Balance-sheet intensive repo business may be less profitable under Basel III, but the core role of the repo markets in many banks’ funding strategies means a threat to repo is also a potential threat to other business lines. Already, limited access to balance sheet is causing a latent gap between supply and demand in the repo market, but Greg Markouizos, head of fixed income finance at Citi, sees a more fundamental reshaping of the market by a combination of regulatory forces, ranging from the newer measures under the Basel III framework – the Net Stable Funding Ratio (NSFR), and total loss-absorbing capacity requirements – to the extra layer of capital rules imposed on globally systematically important banks from a resolution and recovery perspective.
This changes the nature of repo market participation because it shifts banks’ focus from their assets to their liabilities, specifically the quality and composition of underlying collateral and type of counterparty. This is leading to an increased appetite for longer-term transactions with non-financial counterparts, for example. “Rather than simply reducing securities finance and repo activity, banks’ responses will be more nuanced, choosing counterparts based on regulatory capital treatment and entering transactions on the ability to extend the tenor of their liabilities,” says Markouizos.

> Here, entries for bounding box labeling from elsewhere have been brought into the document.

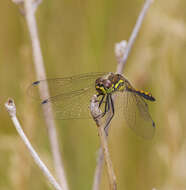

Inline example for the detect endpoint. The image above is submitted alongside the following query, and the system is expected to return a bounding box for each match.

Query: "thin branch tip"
[5,98,16,117]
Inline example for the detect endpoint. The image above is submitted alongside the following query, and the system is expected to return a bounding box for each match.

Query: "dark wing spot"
[32,81,40,86]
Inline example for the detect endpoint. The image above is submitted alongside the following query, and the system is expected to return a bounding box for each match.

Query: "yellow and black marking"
[127,88,156,102]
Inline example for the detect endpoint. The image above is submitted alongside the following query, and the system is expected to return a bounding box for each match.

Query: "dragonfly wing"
[27,73,105,100]
[43,88,95,119]
[115,91,155,139]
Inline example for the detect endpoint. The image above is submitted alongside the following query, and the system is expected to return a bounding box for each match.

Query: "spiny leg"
[101,95,110,117]
[104,94,115,136]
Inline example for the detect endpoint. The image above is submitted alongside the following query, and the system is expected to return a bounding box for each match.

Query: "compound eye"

Transformation of the repo
The fact that repo is so intimately linked to so many other elements of the financial markets may be a blessing as well as a curse. In short, banks may have to adjust their approach to repo market activity, but they still must have access. Writing in the International Financial Law Review, Andy Hill director of market practice and regulatory policy at the International Capital Market Association, describes post-crisis reforms as transforming rather than squeezing the life out of the repo market, changing the incentives, with consequences for liquidity, but having the overall effect of turning repo desks into utilities for the management of liquidity and collateral.
Hill suggests this direction of travel is being forced by further waves of regulatory change: the NSFR will make short-dated repos more expensive for banks; mandatory buy-ins under the Central Securities Depository Regulation pose new risks for liquidity providers; the EU Bank Recovery and Resolution Directive may stymie securities lending through ‘stay provisions’ for repo; and the Financial Stability Board may impose new restrictions on collateral repo use.
While this may not prompt an exit from repo market activity, it will hasten decisions on whether to migrate to a liquidity and collateral allocation utility model or try to find alternative ways of delivering balance sheet, albeit based on higher costs and a closer alignment of client-bank collateral and liquidity requirements.
Long-standing market participants that value the ability of the repo market and its expert trading desks to serve as clearing houses for otherwise mismatched needs or risks might regret what is lost in its transformation. But the adjustments – as well as the influx of new liquidity from non-traditional sources – may yet enable the market to continue to serve its many traditional purposes.
The CMU could bring relief and recognition to the repo market, but its participants must also adapt to the new reality. Asked recently whether the post-crisis regulatory pressures was too severe for banks to fill their wider role in the European economy, Yves Mersch, member of the executive board of the ECB, said: “Banks need to respond adequately to the challenges by reinventing themselves and reinvigorating their business models.”